Here is the citation that accompanied the presentation of the honorary degree and the hooding with the Graduate Center CUNY's colors.  The photograph was taken backstage at Lincoln Center immediately before we all entered the stage for the Commencement Ceremony.

 

CURTIS WONG

 

 

An inventor and a visionary, you have devoted your career to the future of media, pushing the boundaries of digital information in service of interactive learning.

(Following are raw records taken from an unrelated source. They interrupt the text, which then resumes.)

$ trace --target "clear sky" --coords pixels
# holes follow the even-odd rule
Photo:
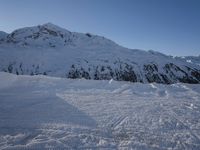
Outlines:
[[[0,30],[51,22],[170,55],[200,55],[200,0],[0,0]]]

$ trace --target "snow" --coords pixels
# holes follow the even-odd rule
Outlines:
[[[200,85],[0,72],[0,149],[200,149]]]
[[[78,71],[82,69],[87,72],[91,79],[95,78],[95,71],[98,70],[108,80],[116,80],[117,75],[111,77],[110,74],[126,72],[128,65],[133,68],[137,82],[149,82],[146,76],[150,74],[158,75],[162,83],[166,81],[161,75],[166,75],[170,83],[178,82],[177,78],[184,77],[190,77],[199,83],[197,74],[200,74],[200,66],[193,63],[193,59],[191,62],[153,50],[124,48],[107,38],[70,32],[51,23],[15,30],[0,42],[0,71],[15,74],[68,77],[71,66],[74,65]],[[181,71],[173,66],[166,71],[165,65],[170,63],[178,66]],[[152,64],[157,69],[153,72],[145,71],[144,67]],[[101,71],[101,67],[105,70]],[[196,76],[192,71],[196,71]]]

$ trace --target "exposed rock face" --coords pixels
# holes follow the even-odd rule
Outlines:
[[[0,71],[142,83],[200,83],[200,57],[173,58],[53,24],[0,32]]]

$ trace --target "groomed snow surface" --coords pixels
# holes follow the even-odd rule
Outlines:
[[[0,149],[200,149],[200,85],[0,72]]]

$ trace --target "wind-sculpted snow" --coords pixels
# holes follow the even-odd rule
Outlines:
[[[128,49],[104,37],[50,23],[0,33],[0,71],[17,75],[200,83],[198,60],[190,63],[152,50]]]
[[[0,149],[200,149],[200,86],[0,73]]]

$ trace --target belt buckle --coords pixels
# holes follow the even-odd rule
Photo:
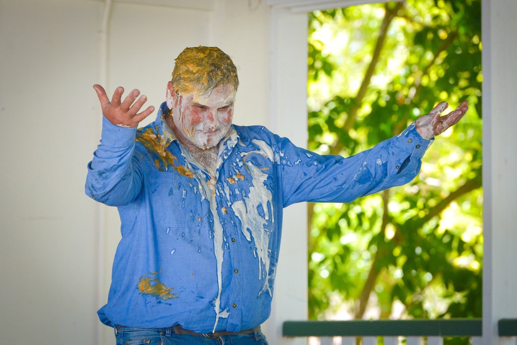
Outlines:
[[[213,335],[210,335],[210,334]],[[208,339],[217,339],[219,337],[218,335],[214,333],[203,333],[203,336]]]

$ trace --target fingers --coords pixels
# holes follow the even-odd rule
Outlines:
[[[439,117],[440,114],[447,108],[448,106],[449,106],[449,104],[447,104],[447,102],[440,102],[433,108],[433,110],[431,111],[429,114],[432,115],[433,117]]]
[[[458,123],[460,120],[461,119],[461,118],[463,117],[463,115],[465,115],[465,113],[467,112],[467,111],[468,110],[468,102],[467,101],[464,101],[460,105],[460,106],[453,112],[447,114],[446,116],[444,116],[444,120],[442,121],[444,127],[449,128]]]
[[[98,84],[96,84],[94,85],[94,89],[97,92],[97,97],[99,98],[99,101],[100,102],[101,107],[103,108],[105,105],[110,103],[108,95],[106,94],[106,90],[104,89],[103,87]]]
[[[132,91],[129,92],[129,95],[128,95],[127,97],[124,99],[124,101],[122,102],[121,104],[120,104],[120,107],[123,109],[123,110],[125,111],[128,111],[129,108],[131,107],[131,104],[133,104],[133,102],[134,102],[134,100],[136,99],[136,97],[138,97],[140,94],[140,90],[138,89],[134,89]],[[141,105],[141,106],[142,106]],[[135,112],[134,113],[136,114],[136,112]]]

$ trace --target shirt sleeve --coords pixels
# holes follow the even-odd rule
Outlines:
[[[134,199],[142,187],[142,174],[133,159],[136,128],[115,126],[102,118],[100,144],[88,164],[87,195],[111,206]]]
[[[400,135],[344,158],[318,155],[282,139],[279,151],[284,206],[300,201],[349,202],[405,184],[420,171],[422,156],[432,142],[422,138],[411,124]]]

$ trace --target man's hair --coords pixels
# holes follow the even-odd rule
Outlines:
[[[217,47],[185,48],[175,61],[172,83],[177,93],[206,94],[221,85],[237,91],[237,68],[230,57]]]

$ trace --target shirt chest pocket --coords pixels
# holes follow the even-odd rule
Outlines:
[[[193,178],[171,173],[153,173],[148,195],[154,222],[170,227],[199,227],[202,197]]]

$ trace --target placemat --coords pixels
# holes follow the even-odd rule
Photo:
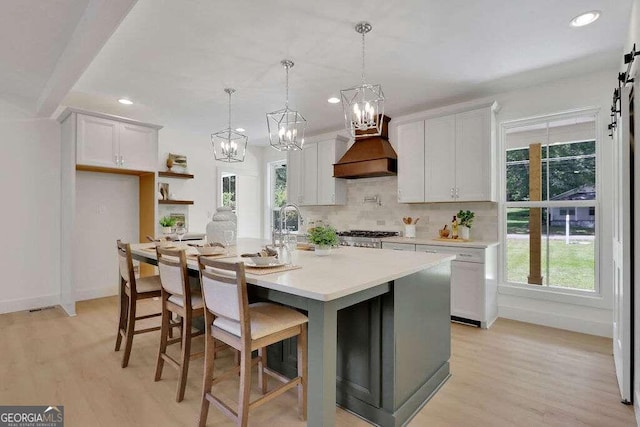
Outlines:
[[[283,271],[297,270],[299,268],[302,268],[302,266],[301,265],[281,265],[280,267],[272,267],[272,268],[249,267],[246,264],[244,266],[244,269],[247,273],[255,274],[256,276],[263,276],[265,274],[272,274],[272,273],[282,273]]]

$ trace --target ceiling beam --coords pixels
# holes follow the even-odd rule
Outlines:
[[[138,0],[89,0],[36,105],[51,116]]]

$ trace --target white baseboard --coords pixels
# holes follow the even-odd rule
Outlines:
[[[60,304],[59,294],[0,301],[0,314],[32,310],[34,308],[50,307],[52,305],[58,304]]]
[[[566,329],[583,334],[598,335],[611,338],[613,336],[612,322],[598,321],[586,318],[565,316],[560,313],[542,312],[522,307],[500,305],[498,316],[520,322]]]
[[[80,289],[75,291],[76,301],[85,301],[88,299],[104,298],[118,295],[117,286],[106,286],[91,289]]]

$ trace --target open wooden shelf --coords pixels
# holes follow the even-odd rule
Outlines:
[[[193,200],[158,200],[159,205],[192,205]]]
[[[159,171],[158,176],[164,178],[181,178],[181,179],[193,179],[193,175],[190,173],[180,173],[171,171]]]

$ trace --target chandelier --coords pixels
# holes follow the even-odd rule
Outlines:
[[[371,28],[368,22],[359,22],[355,27],[356,32],[362,34],[362,83],[340,91],[345,124],[353,138],[382,133],[380,118],[384,115],[384,93],[379,84],[368,84],[364,77],[364,35]]]
[[[222,162],[244,162],[248,138],[246,135],[231,129],[231,94],[236,90],[227,88],[224,91],[229,95],[229,127],[211,134],[213,154],[216,160]]]
[[[301,150],[304,144],[304,129],[307,126],[307,121],[302,117],[302,114],[289,109],[289,69],[293,68],[293,61],[283,59],[280,64],[287,73],[287,93],[284,108],[267,113],[269,143],[279,151]]]

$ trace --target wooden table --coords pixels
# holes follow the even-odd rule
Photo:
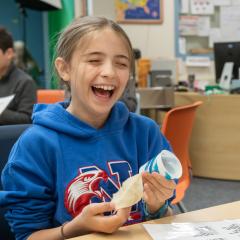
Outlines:
[[[203,101],[190,141],[193,175],[240,180],[240,95],[176,92],[175,105]]]
[[[198,211],[183,213],[172,217],[149,221],[148,223],[173,223],[173,222],[199,222],[199,221],[218,221],[225,219],[240,218],[240,201],[223,204]],[[142,223],[120,228],[114,234],[94,233],[72,240],[151,240],[144,229]]]

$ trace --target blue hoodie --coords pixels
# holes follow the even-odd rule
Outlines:
[[[111,201],[121,183],[161,150],[171,150],[151,119],[117,102],[101,129],[66,111],[36,105],[33,125],[14,145],[2,173],[0,205],[16,239],[59,226],[93,202]],[[143,204],[131,221],[144,219]]]

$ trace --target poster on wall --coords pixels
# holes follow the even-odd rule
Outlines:
[[[115,0],[119,23],[162,23],[163,0]]]

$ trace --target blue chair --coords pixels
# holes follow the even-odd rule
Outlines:
[[[0,175],[7,163],[9,153],[22,132],[31,124],[4,125],[0,126]],[[0,191],[2,183],[0,181]],[[14,235],[10,231],[8,223],[4,218],[5,209],[0,209],[0,239],[14,240]]]

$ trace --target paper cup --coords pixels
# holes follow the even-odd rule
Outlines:
[[[166,179],[178,179],[182,176],[182,165],[178,158],[168,150],[162,150],[156,157],[142,165],[139,172],[158,172]]]

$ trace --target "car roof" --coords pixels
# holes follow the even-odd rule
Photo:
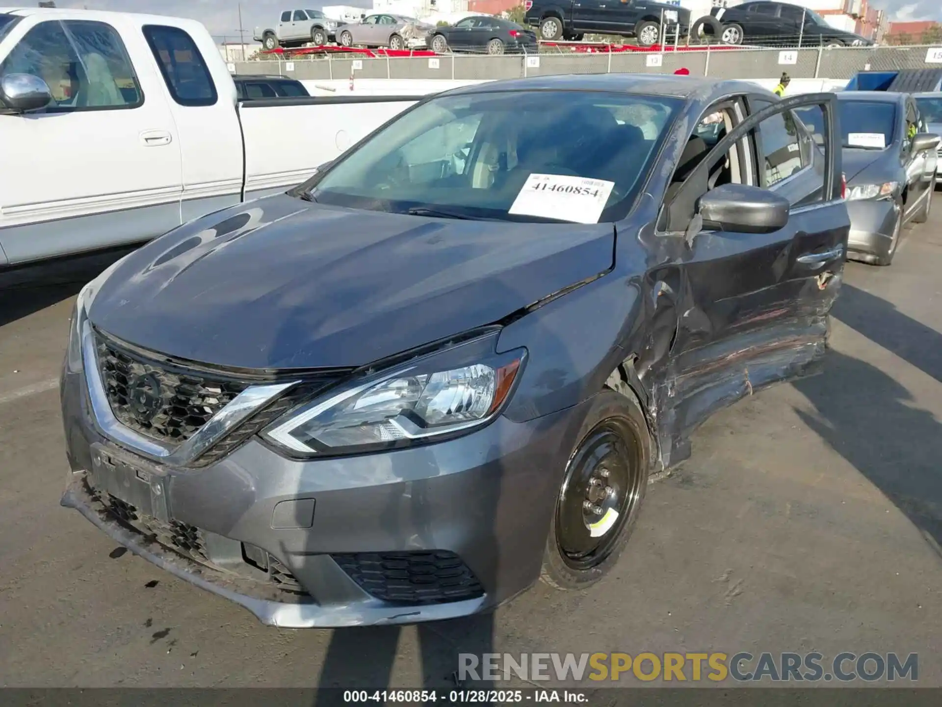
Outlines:
[[[487,93],[495,90],[593,90],[615,93],[662,94],[677,98],[702,99],[718,93],[768,93],[751,81],[681,76],[673,74],[560,74],[550,76],[511,78],[463,86],[447,91]]]
[[[841,101],[868,101],[869,103],[901,103],[908,93],[894,90],[838,90]]]

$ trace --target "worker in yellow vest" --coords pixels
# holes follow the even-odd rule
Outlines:
[[[774,88],[772,93],[777,95],[779,98],[785,95],[785,90],[788,88],[788,84],[791,82],[791,78],[785,72],[782,72],[782,78],[778,81],[778,86]]]

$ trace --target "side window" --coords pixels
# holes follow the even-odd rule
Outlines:
[[[193,38],[179,27],[162,25],[146,25],[144,37],[174,101],[181,106],[216,105],[216,85]]]
[[[39,76],[58,110],[133,108],[144,102],[121,36],[102,22],[41,23],[13,47],[0,73]]]

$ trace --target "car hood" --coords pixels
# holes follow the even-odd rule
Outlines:
[[[886,150],[855,150],[845,147],[841,151],[840,159],[847,183],[851,184],[853,181],[859,181],[859,178],[869,177],[875,170],[889,172],[891,170],[891,162],[888,152],[891,149],[892,147]],[[869,169],[871,165],[872,168]],[[864,173],[865,170],[867,170],[866,173]],[[884,181],[891,180],[892,178],[892,175],[890,175]],[[869,178],[867,181],[869,181]]]
[[[128,255],[92,324],[248,369],[360,366],[484,326],[612,266],[614,228],[430,219],[280,194]]]

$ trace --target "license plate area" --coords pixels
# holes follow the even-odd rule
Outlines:
[[[120,452],[95,443],[91,445],[92,487],[103,498],[112,496],[129,503],[138,514],[159,520],[171,519],[167,504],[166,475],[129,460]]]

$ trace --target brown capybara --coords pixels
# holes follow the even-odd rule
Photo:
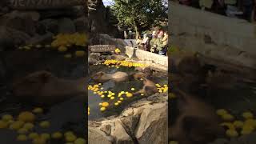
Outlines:
[[[154,70],[152,70],[150,67],[136,67],[134,69],[136,71],[138,71],[138,74],[144,74],[145,78],[148,78],[152,76]]]
[[[155,83],[149,79],[142,78],[143,87],[140,90],[134,92],[133,94],[144,94],[145,96],[150,96],[158,92]]]
[[[206,144],[225,135],[213,107],[179,90],[174,93],[177,95],[178,114],[174,121],[174,114],[172,117],[169,114],[170,121],[174,121],[169,126],[169,139],[179,144]]]
[[[202,69],[202,64],[196,54],[178,53],[169,58],[169,69],[172,73],[196,74]]]
[[[97,82],[106,82],[110,80],[114,82],[120,82],[128,81],[129,75],[127,73],[118,71],[114,74],[106,74],[102,71],[99,71],[91,77],[92,79]]]
[[[12,90],[21,101],[51,105],[74,96],[86,97],[86,78],[67,80],[57,78],[47,71],[38,71],[18,80],[13,84]]]

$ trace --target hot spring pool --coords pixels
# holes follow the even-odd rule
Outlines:
[[[116,71],[122,71],[126,73],[131,73],[134,71],[134,67],[120,66],[119,68],[106,66],[102,65],[90,66],[90,72],[104,71],[106,73],[114,73]],[[167,76],[161,74],[154,74],[152,81],[157,84],[163,86],[168,83]],[[89,82],[89,86],[98,86],[100,92],[103,93],[104,98],[102,98],[98,94],[95,94],[93,90],[88,90],[88,106],[90,107],[90,114],[88,115],[89,120],[96,120],[101,118],[106,118],[113,115],[118,115],[123,110],[123,109],[133,102],[138,99],[146,98],[143,95],[136,95],[132,97],[126,97],[126,94],[118,94],[119,93],[133,93],[139,90],[143,86],[142,80],[129,81],[124,82],[119,82],[115,84],[114,82],[109,81],[105,83],[96,83],[93,81]],[[110,91],[110,93],[109,93]],[[108,95],[114,97],[114,99],[110,99]],[[100,103],[108,102],[109,106],[106,110],[101,111]],[[119,102],[119,103],[118,103]],[[115,103],[118,103],[117,106]]]

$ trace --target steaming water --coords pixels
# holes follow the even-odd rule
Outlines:
[[[113,67],[106,67],[102,66],[91,66],[90,67],[90,71],[105,71],[106,73],[114,73],[116,71],[123,71],[126,73],[130,73],[134,71],[134,68],[129,68],[129,67],[120,67],[119,69],[113,68]],[[153,82],[156,83],[159,83],[160,85],[167,84],[168,78],[166,76],[163,76],[162,74],[154,75]],[[90,82],[90,84],[94,85],[96,84],[94,82]],[[107,98],[107,94],[105,94],[105,98],[102,98],[99,95],[94,94],[91,90],[88,91],[88,105],[90,107],[90,114],[88,116],[89,120],[95,120],[101,118],[106,118],[109,116],[113,115],[118,115],[123,109],[127,106],[131,102],[142,99],[143,98],[146,98],[145,96],[141,95],[136,95],[133,96],[132,98],[127,98],[126,97],[126,94],[123,94],[122,98],[124,98],[124,101],[117,106],[114,106],[114,102],[116,102],[118,100],[119,100],[119,98],[118,98],[118,94],[121,91],[129,91],[130,93],[138,91],[138,90],[142,89],[143,86],[142,81],[130,81],[130,82],[119,82],[115,84],[114,82],[109,81],[107,82],[105,82],[102,86],[104,88],[104,91],[106,90],[111,90],[112,92],[115,93],[115,99],[110,100],[109,98]],[[130,89],[135,88],[134,91],[132,91]],[[106,111],[100,111],[100,106],[98,105],[101,102],[107,102],[110,103],[110,106],[106,108]]]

It is perhaps no surprise that you have been granted 57 patents in areas ranging from data visualization and user interaction to media browsing and automated

cinematography.

 

As a principal researcher at Microsoft, you led a team to build interactive spatial-temporal data visualization in Excel, which allows us to gain insight from the patterns of data rendered on a map over time. And in collaboration with Bill Gates, you conceived and created Project Tuva, which made the Messenger Series Lectures by the acclaimed Nobel Prize-winning theoretical physicist Richard P. Feynman available, for free, to the public.

 

In 2008, you fulfilled a long-held dream by leading the vision for the WorldWide Telescope—a free, rich interactive virtual simulation of the universe designed to allow children of all ages to explore and understand the universe. Millions of young explorers around the world have used the WorldWide Telescope, known as WWT, to learn about astronomy from scientists and educators. We are fortunate to have it here in New York, at the Hayden Planetarium; it can also be found at the Adler Planetarium in Chicago, the California Academy of Sciences, and in other cities around the world.

 

Long before joining Microsoft, you were a creator. In 1998, as Director of Intel Productions in Silicon Valley, you developed the first Web-based, broadband art exhibition networks accessible to all, featuring 3D recreations of displays in the National Gallery of Art, the Whitney Museum of American Art, and other major art museums. And as the General Manager of Corbis Productions, you created several award-winning CD-ROMs on art, history, and science.

 

You have also dedicated considerable time to working with nonprofits involved in education and the arts. You serve on the board of trustees for the Seattle Art Museum and on the advisory board for PBS Kids. Throughout your career, your work has received numerous honors, including a British Academy Award for Online Learning and several New York Film Festival Gold Medals.

 

For your contributions to how all of us see, think, explore, and learn, the Graduate Center of the City University of New York is proud to confer upon you the degree of Doctor of Humane Letters, honoris causa.